Physicians Extend Their Reach Beyond the Office
Adults are too sedentary, as well. Getting physicians outside their offices to engage in the community encourages their patients' behaviors toward better health, whether it's children or adults, says William H. Dietz, MD, PhD, former director of the division of nutrition, physical activity and obesity for the Centers for Disease Control and Prevention.
"We have not done a good job of equipping anyone in the health care field—physicians or nurses—with a set of tools to be available outside of the doctor's office," Ditz said during the Rounds event.
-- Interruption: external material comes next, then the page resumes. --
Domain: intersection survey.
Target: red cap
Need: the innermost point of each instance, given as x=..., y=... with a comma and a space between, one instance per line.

Kaiser Permanente officials want to change that dynamic. Docs In the Park is one of the ways that Kaiser Permanente's model for "total health" is attempting to bend back healthcare costs and keep the population healthy.
An integrated system, Kaiser has the nation's largest nonprofit health plan, runs 37 hospitals and serves 9 million members in nine states and the District of Columbia. KP includes 16,658 physicians.
"There's no way to tackle all these problems [diabetes, hypertension, obesity and inactivity] with one-to-one, doctors' face-to-face office visits," Loftus adds. "You reach people where they live and work and go to school. We ostensibly need to find partners that can help us access our population in a different way and a different place so we can get at behaviors most of us agree on."